Heck sat staring in disbelief.

“Ain’t that the goddamnedest thing you’ve ever seen, Dave? Look what they did to my beautiful fish. Gilly, she put me on a good one, but I just couldn’t get it in the boat for her. She did everythin’ she could. She was hitting the butt of the rod and we were pulling but them damn dogfish, there was just too many of them. We couldn’t get it up, Dave, we just couldn’t get it to come up.”

His voice trailed off, choked with emotion. Tears welled up in his eyes as he looked down at the ruin that was his tyee.

Gilly wasn’t mad about losing the fish, and she didn’t blame the guest, as many guides might. Neither was she frozen and tight-lipped, not knowing what to do or say in the presence of such raw emotion. Instead, Gilly regarded him with a depth of compassion I had never seen on the face of a guide before.
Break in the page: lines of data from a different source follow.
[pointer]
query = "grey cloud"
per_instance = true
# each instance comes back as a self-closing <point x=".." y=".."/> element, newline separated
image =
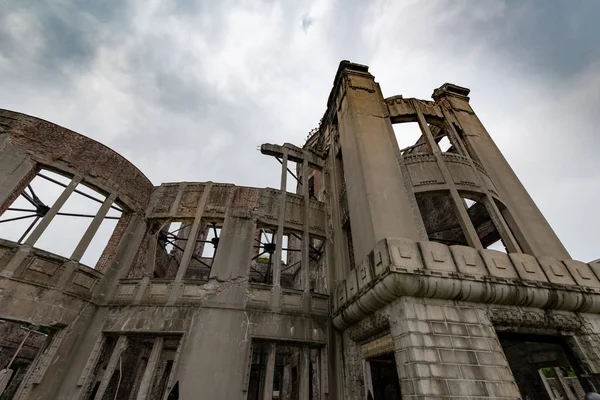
<point x="187" y="90"/>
It occurred to me that for Heck right now, Gilly was the best guide he could have. On top of all her experience with fishing and knowledge of these waters, she brought her own unique set of skills to the job. Of all the guides on the water around Stuart Island that day, she was the only one with any experience being someone’s mother.

Gilly sat and waited as Heck wrestled with unfamiliar emotions, letting her boat drift in the current. There was something soothing about the rocking motion of the boat moving gently in the current. Gilly must have used this on her own child. She noticed as this understanding slowly took shape for me. She smiled and gave a nod, as if to say, yeah, it’s okay, I’ve got this.

I let my boat slip quietly away and left them on their own.